While this “dual of the songs” was created for this film, today I came across a story of a similar event which apparently actually happened during the war.

In particular, I was listening to an interview with Peter Gray on the Imperial War Museums web site. Gray was an Australian seaman who became a Japanese prisoner of war in the Dutch East Indies, and then was held in various internment camps around the region.

In 1944 Gray was in a prisoner of war camp in Saigon. In 1944, French Indochina was under the control of the Vichy French government, but the Japanese had been given certain rights to military bases and resources.

river

The Japanese decided to move a group of the prisoners from the camp in Saigon to one in Singapore.

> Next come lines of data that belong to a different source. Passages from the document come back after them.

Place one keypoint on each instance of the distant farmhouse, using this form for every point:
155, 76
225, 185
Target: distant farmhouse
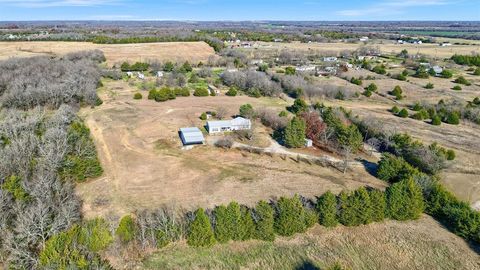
238, 123
330, 59
191, 135
306, 68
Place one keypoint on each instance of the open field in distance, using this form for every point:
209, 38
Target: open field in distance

To do this they were transported by boat to Phnom Penh, and then by train first to Bangkok, and then down the Malay Peninsula to Singapore.

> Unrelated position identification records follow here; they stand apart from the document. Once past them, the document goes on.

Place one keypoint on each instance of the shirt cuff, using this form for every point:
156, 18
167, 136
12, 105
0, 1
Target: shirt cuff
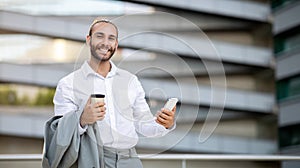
172, 128
81, 130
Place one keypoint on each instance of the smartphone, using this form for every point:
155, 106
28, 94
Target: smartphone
171, 103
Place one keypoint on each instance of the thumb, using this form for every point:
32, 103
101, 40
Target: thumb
89, 101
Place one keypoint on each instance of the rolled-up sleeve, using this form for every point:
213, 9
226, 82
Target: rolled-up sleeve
145, 122
64, 102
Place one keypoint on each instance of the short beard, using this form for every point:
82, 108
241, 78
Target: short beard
94, 54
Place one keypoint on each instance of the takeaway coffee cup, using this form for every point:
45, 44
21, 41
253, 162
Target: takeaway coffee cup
95, 98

In Phnom Penh, the prisoners had to march about a mile and a half from the wharf to the train station, and according to Gray, the Japanese guards wanted to make something of a spectacle of this march.

The summary of this interview on the Imperial War Museums site refers to this as a “story of marching past French civilians.” However, Gray talks about “the population.” He says that “the population of course was relatively pro-French” and “the French were more or less on our side, or the people out there were.”

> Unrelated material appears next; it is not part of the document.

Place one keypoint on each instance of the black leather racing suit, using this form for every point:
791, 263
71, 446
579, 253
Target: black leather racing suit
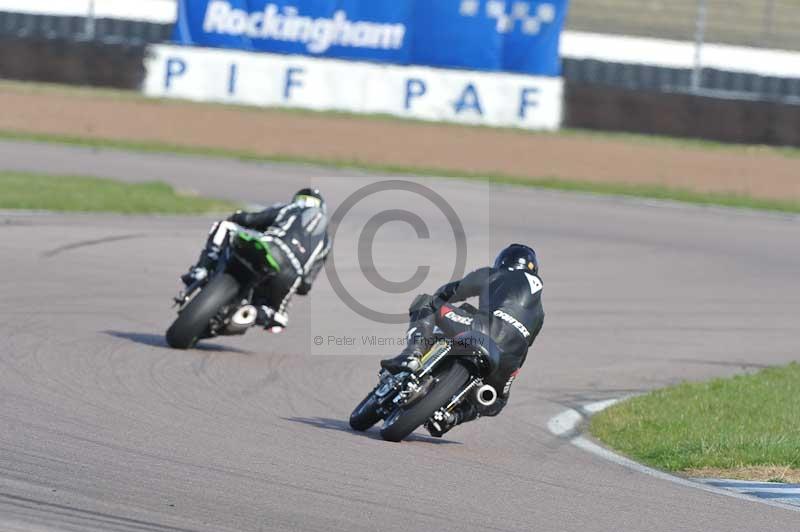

So by “the population,” Gray seems to be referring to Cambodians.

pp

In any case, he says that when they were walking down the road through Phnom Penh people threw cigarettes and fruit into the group of marchers and that the Japanese didn’t like this.

In an effort to demonstrate control over the situation, a Japanese officer gave the order: “All men sing!”

Gray says that the prisoners hesitated for a second, but that then “somebody had the brilliant idea of whistling the Marseillaise. And the Marseillaise went up and down the line. Of course everybody knows bits of it, but the population, the moment they heard this Marseillaise being sung, they went mad! They ran up and down the road and shouted and cheered. And then of course the Japs had to try to shut us up.”

In his interview, Gray laughed about this episode and stated that it was a terrible loss of face for the Japanese.

trainstation

So while the singing of La Marseillaise in Casablanca was probably fiction, apparently there actually was a defiant whistling of La Marseillaise by (non-French) Allied prisoners of war that was cheered by Cambodians in Phnom Penh.

Vive la France!

[The interview is here. This story is on reel 17 and starts at around the 2’30” point.]